1949 THE FIRST ISRAELIS : by Tom Segev (Free Press: $19.95; illustrated, 379 pp.)
The story of how Israel achieved its political rebirth, secured its national survival and provided haven to hundreds of thousands of the dispossessed and endangered has been told many times. Even discounting for rhetorical excesses, it is an impressive saga of faith, perseverance and triumph over great odds. But there is a less familiar and darker side to the story, one marked by instances of brutality, insensitivity and failed idealism. Drawing on recently available archival material and contemporary diaries, letters and newspaper accounts, Israeli journalist Tom Segev here recounts some of the less prideful events that occurred in Israel during and immediately after its war of independence.
Segev largely lets the record speak for itself. Many will not like what it says. As a friend who read the Israeli edition of the book remarked, “It told me things I would rather not have known.” But what happened nearly four decades ago left a deep imprint on Israeli society and national attitudes. Understanding the present demands an honest confrontation with the past. “1949" is an important contribution to understanding.
No issue touching Israel’s establishment has been more subject to conflicting claims than the origins of what came to be known as the Arab refugee problem. The official Israeli version, supported in good part by independent evidence, is that hundreds of thousands of Palestinian Arabs became refugees when their own leaders and invading Arab armies urged them to flee, promising a speedy return once victory over the nascent Israeli state was achieved. But what also happened, as Israeli records show, is that thousands of Arabs were forcibly and sometimes violently expelled, both during and after the war, from areas originally assigned to Israel in the U. N. partition plan or subsequently conquered as the invading Arab armies were thrown back.
Both during and after the war, plundering and looting of Arab property was common and, despite official efforts at suppression, largely uncontrolled.
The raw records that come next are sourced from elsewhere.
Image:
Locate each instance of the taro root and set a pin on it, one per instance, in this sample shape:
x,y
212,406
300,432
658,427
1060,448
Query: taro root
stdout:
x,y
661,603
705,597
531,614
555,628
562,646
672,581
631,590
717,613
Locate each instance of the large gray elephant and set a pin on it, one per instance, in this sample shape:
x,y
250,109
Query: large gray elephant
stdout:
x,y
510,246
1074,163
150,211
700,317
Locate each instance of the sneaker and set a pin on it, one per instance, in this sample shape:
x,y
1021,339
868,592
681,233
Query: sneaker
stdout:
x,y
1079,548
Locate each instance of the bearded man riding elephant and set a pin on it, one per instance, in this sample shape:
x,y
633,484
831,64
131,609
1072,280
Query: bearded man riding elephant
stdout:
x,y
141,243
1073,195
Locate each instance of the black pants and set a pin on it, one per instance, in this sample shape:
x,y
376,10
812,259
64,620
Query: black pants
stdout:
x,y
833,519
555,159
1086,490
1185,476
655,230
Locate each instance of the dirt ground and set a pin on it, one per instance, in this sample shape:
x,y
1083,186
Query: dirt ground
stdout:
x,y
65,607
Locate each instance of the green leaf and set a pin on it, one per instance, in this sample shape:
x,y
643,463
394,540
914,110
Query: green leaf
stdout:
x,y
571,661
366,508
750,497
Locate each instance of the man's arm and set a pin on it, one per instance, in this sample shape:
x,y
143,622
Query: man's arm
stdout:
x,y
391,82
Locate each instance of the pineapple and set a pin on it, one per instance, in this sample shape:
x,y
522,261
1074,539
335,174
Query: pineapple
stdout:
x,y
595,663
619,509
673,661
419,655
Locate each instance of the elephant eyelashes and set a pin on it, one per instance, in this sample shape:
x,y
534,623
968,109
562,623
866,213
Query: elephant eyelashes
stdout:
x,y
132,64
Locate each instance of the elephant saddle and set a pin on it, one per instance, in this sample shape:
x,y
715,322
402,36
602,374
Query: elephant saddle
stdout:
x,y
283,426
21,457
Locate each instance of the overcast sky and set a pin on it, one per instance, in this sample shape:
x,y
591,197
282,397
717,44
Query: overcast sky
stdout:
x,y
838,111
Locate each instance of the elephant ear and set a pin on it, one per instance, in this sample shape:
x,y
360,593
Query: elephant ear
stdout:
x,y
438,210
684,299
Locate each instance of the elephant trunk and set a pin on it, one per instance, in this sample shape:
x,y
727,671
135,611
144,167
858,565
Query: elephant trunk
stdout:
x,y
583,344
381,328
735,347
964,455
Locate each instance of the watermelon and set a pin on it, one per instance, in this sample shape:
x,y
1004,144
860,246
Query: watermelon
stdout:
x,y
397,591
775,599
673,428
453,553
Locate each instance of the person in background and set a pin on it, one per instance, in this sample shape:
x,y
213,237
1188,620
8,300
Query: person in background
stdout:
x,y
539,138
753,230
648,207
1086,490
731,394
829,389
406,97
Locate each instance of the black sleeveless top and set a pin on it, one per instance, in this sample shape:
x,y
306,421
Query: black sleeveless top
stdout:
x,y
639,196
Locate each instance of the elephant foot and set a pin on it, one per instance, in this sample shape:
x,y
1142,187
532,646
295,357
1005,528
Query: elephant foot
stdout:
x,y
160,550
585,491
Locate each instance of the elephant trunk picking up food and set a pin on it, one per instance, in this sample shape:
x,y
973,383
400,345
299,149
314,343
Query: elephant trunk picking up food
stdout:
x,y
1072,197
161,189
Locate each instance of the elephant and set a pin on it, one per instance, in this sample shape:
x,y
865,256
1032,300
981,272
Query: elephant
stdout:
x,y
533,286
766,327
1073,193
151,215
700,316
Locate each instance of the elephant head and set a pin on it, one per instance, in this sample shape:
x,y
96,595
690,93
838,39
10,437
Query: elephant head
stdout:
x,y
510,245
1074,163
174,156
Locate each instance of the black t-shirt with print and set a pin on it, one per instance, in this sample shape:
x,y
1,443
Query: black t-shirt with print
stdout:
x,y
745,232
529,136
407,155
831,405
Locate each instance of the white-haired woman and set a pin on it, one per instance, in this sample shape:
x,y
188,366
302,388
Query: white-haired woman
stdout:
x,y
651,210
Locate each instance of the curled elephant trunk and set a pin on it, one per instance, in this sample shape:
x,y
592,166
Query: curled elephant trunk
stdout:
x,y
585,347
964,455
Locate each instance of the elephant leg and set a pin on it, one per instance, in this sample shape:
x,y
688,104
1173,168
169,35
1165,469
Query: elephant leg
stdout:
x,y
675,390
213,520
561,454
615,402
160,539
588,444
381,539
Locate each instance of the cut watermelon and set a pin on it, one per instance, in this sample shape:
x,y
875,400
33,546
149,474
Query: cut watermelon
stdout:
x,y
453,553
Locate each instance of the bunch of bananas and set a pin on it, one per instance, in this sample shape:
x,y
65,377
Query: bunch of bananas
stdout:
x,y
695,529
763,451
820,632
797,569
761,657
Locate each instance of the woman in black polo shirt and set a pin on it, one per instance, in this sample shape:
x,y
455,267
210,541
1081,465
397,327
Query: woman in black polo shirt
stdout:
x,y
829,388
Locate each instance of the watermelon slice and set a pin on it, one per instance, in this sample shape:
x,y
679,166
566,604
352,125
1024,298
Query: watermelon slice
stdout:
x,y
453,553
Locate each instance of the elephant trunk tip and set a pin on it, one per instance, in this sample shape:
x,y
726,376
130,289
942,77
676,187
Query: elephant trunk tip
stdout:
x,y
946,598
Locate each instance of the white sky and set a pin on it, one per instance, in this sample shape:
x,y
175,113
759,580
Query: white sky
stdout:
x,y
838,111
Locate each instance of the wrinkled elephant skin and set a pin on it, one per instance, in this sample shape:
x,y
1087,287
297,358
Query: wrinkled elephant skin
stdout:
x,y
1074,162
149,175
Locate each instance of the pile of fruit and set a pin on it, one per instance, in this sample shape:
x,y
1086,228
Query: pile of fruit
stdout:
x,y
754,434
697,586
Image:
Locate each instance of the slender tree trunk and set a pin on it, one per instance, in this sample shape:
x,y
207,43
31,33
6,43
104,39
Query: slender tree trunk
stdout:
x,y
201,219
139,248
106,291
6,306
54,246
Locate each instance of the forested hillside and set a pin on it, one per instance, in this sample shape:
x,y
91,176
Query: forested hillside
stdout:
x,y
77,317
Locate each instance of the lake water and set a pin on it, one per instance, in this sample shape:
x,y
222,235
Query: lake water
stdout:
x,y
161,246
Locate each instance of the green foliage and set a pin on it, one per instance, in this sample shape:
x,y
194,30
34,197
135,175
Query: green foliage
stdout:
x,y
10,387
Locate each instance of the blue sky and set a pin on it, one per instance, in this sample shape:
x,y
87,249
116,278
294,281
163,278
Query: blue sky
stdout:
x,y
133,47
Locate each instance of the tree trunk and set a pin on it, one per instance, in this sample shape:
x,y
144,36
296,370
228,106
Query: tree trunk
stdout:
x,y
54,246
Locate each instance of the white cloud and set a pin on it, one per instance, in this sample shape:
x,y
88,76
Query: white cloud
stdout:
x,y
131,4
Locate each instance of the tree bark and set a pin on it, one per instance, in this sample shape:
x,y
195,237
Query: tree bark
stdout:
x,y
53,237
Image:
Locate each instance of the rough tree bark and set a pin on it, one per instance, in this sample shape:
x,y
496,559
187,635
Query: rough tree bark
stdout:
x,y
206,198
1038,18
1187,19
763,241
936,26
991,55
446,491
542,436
Prime Minister David Ben-Gurion told his cabinet he was appalled by the “moral failings” that secret reports on the pillaging revealed. Millions in Arab goods and property was seized. Some found its way into the hands of official custodians. Much was simply privately stolen.
Tens of thousands of Arab dwellings were taken over, many destined for the new immigrants from Europe and the Arab world. The welcoming of these immigrants in their hundreds of thousands has long been regarded as a remarkable success story. The record, Segev writes, shows that it was in many cases a tragedy. To begin with, the program was vastly overambitious, deliberately involving numbers far beyond the nation’s immediate capacity to settle and absorb. Thousands who came found themselves condemned to languish helplessly in squalid detention camps, ill-fed, without elementary privacy, harassed by a callous bureaucracy. The new land they had prepared themselves for was unprepared for them.
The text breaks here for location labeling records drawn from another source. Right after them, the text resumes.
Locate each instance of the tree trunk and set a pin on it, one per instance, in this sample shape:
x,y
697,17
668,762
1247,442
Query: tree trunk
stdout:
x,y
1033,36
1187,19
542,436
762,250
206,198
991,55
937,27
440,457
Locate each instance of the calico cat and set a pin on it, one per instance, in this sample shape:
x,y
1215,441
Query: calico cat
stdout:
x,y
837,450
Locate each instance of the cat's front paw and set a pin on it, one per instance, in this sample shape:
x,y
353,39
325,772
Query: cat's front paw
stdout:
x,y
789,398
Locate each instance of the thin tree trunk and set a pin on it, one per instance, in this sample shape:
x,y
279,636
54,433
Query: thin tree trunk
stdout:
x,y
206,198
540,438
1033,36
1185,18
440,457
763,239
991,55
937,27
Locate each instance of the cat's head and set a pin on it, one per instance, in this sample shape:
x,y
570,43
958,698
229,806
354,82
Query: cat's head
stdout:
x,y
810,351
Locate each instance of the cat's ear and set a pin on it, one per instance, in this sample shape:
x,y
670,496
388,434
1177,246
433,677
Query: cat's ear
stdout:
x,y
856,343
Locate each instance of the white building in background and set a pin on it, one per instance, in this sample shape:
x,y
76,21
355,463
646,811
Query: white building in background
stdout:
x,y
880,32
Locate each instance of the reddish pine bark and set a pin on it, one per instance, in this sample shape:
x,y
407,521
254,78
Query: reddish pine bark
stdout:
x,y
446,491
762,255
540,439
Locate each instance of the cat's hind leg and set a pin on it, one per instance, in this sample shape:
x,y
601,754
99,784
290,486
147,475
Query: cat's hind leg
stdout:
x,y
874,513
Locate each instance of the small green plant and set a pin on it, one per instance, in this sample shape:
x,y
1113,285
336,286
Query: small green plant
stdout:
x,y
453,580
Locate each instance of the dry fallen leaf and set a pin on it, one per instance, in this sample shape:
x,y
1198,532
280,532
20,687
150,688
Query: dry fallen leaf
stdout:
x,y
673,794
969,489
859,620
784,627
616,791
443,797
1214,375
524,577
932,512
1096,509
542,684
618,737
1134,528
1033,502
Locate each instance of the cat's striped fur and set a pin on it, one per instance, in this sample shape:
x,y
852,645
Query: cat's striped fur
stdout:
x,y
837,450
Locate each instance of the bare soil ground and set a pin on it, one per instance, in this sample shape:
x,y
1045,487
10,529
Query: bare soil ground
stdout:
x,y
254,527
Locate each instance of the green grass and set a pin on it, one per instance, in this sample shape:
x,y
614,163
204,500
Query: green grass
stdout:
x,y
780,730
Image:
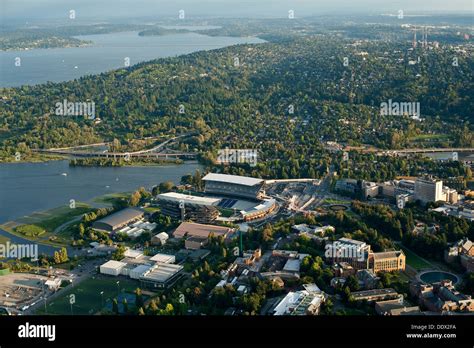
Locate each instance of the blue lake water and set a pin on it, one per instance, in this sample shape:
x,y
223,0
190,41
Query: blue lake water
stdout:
x,y
29,187
107,52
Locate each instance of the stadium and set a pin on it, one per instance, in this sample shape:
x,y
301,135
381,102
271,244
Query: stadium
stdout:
x,y
234,186
239,198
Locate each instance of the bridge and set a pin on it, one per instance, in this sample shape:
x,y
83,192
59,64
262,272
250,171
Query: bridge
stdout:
x,y
407,151
154,152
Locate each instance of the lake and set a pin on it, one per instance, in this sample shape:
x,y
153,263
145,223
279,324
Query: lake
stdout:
x,y
108,52
29,187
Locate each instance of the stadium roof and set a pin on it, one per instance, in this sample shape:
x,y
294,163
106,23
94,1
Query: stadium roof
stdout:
x,y
200,230
176,197
233,179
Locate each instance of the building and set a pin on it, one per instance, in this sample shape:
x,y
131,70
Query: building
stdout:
x,y
189,229
347,186
161,275
428,190
304,302
463,251
376,295
395,307
359,255
387,261
234,185
160,238
320,231
187,207
369,189
441,297
367,279
195,243
343,269
351,251
450,195
139,271
163,258
112,267
259,211
118,220
53,284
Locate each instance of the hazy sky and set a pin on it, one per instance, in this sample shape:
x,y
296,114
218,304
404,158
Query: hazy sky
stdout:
x,y
114,9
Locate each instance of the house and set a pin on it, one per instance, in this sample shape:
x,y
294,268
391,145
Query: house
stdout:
x,y
160,238
194,243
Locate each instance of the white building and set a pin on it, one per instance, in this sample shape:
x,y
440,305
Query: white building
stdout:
x,y
304,302
133,254
53,284
139,271
160,238
112,267
429,190
163,258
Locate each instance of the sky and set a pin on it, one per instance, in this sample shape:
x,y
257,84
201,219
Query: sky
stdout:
x,y
117,9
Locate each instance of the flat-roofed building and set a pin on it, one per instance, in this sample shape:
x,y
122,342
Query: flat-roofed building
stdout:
x,y
376,295
195,243
161,275
428,190
190,229
188,207
259,211
234,185
112,267
163,258
304,302
139,271
396,307
118,220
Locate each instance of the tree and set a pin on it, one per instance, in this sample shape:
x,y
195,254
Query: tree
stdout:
x,y
135,198
352,283
138,297
115,306
125,305
57,258
63,255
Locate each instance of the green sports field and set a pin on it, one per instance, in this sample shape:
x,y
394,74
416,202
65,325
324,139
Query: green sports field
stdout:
x,y
88,299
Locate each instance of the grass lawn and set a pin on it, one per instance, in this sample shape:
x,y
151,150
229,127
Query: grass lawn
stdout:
x,y
87,295
414,260
3,240
41,225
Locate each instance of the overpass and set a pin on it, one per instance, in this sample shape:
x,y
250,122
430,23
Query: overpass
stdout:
x,y
154,152
407,151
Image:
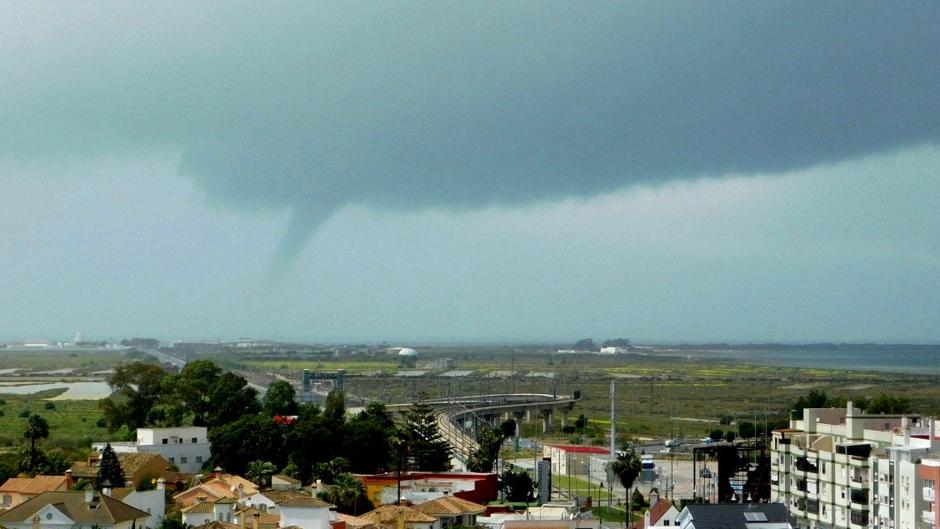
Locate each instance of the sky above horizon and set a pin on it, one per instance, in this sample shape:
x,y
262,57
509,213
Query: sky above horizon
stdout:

No group of immigrants had a harder time of it than those Jews who came from Arab countries. Culturally and socially, they found themselves in an alien environment, often scorned, exploited and humiliated by a then-majority European population that in many cases regarded them as a backward people. Yemenites were especially beset, their religious practices and antique culture both denigrated. Segev raises a sensitive point that other writers have also touched on: Was the early departure of Jews from Arab lands in every instance justified by a genuine or imminent threat to their security? His answer, again documented, is that it was not. Some Jewish communities in nearby Muslim countries faced no greater dangers than those they had always lived with. Their flight to Israel nonetheless was sometimes encouraged, even deviously coerced. The aim was not to assure the personal security of those involved, but to bolster the interests of the state.
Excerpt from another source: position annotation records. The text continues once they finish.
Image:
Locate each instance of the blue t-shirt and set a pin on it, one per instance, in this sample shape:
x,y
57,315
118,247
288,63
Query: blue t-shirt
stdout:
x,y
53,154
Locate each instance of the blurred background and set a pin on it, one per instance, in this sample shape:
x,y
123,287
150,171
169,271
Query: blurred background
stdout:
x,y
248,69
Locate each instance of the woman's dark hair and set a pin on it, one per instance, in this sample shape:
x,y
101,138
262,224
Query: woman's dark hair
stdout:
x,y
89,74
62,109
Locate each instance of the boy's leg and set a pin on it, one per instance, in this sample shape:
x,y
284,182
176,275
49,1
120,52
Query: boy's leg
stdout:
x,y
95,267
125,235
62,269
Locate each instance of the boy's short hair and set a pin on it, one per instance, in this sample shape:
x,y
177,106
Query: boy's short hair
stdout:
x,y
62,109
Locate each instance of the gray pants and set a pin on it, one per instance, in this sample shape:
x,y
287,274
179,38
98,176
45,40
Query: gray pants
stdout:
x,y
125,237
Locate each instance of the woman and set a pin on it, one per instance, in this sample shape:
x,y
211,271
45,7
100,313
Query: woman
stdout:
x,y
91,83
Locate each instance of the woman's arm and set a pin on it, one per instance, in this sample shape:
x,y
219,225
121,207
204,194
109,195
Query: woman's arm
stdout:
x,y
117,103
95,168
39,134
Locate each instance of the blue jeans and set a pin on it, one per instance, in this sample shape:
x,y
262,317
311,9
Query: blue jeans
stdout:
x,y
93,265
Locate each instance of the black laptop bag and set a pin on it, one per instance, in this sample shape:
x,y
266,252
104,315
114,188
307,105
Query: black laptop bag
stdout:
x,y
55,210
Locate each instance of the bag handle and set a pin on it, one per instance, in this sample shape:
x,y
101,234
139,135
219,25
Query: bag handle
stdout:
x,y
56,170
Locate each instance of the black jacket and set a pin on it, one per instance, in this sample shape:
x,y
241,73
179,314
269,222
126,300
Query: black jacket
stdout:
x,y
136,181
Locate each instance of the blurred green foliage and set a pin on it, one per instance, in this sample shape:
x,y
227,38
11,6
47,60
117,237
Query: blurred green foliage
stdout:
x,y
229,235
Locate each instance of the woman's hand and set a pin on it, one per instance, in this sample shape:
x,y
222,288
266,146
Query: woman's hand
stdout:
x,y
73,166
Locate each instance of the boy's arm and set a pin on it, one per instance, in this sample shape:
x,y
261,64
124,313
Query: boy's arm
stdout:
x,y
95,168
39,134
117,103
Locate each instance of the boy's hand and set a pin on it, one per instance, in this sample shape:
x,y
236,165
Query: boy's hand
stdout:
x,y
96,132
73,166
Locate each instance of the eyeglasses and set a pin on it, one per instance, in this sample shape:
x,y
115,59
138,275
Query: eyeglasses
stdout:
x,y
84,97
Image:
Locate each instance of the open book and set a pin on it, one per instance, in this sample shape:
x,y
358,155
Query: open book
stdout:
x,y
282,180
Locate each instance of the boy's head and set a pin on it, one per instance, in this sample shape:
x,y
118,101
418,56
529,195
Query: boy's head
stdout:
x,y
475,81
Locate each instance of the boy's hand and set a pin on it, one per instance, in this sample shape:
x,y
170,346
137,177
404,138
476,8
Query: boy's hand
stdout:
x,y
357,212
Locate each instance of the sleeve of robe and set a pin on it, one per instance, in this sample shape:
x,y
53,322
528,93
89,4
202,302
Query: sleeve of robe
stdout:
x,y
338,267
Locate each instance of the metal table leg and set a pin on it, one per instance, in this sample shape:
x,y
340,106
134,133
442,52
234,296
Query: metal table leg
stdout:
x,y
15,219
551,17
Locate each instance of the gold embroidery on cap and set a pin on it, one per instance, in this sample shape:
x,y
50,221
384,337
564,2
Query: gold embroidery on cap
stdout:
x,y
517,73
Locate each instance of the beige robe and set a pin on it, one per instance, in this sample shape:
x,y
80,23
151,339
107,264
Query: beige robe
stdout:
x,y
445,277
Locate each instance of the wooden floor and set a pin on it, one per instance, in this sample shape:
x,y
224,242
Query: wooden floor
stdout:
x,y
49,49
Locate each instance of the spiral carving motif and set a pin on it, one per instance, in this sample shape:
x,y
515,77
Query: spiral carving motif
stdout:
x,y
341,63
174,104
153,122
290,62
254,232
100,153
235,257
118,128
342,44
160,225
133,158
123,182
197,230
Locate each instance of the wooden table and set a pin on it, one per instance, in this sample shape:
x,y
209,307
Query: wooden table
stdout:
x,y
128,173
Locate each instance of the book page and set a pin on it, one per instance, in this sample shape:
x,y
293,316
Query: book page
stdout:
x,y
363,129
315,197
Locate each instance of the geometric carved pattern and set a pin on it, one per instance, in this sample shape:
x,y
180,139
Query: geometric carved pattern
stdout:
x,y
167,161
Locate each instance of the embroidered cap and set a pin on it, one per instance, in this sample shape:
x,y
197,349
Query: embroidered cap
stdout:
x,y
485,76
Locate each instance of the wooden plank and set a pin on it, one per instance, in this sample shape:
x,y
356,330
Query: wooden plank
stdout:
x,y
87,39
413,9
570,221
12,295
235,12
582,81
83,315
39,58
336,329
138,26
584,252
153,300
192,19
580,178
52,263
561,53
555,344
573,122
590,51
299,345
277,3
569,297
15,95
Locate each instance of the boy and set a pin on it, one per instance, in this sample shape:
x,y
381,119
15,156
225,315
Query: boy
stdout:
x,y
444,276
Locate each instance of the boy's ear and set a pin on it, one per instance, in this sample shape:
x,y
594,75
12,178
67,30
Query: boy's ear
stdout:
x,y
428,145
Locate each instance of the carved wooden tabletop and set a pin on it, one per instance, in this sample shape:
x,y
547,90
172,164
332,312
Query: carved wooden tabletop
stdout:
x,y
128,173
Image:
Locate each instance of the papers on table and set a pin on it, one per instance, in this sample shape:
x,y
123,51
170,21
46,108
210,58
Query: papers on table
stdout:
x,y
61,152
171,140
There is much more in this account that throws a shadow across the fostered image of Israel’s earliest days and that alters the tones of a picture that has taken on almost mythological qualities. Ultimately what it shows is this: that the idealism of the founding generation was sometimes compromised by a fair measure of cynicism; that compassion was often modified by calculated self-interest; that tolerance and decency sometimes were replaced by callous narrow-mindedness and ugly expediency. In this sense, there is something of the universal in the darker side of the story of Israel’s first year.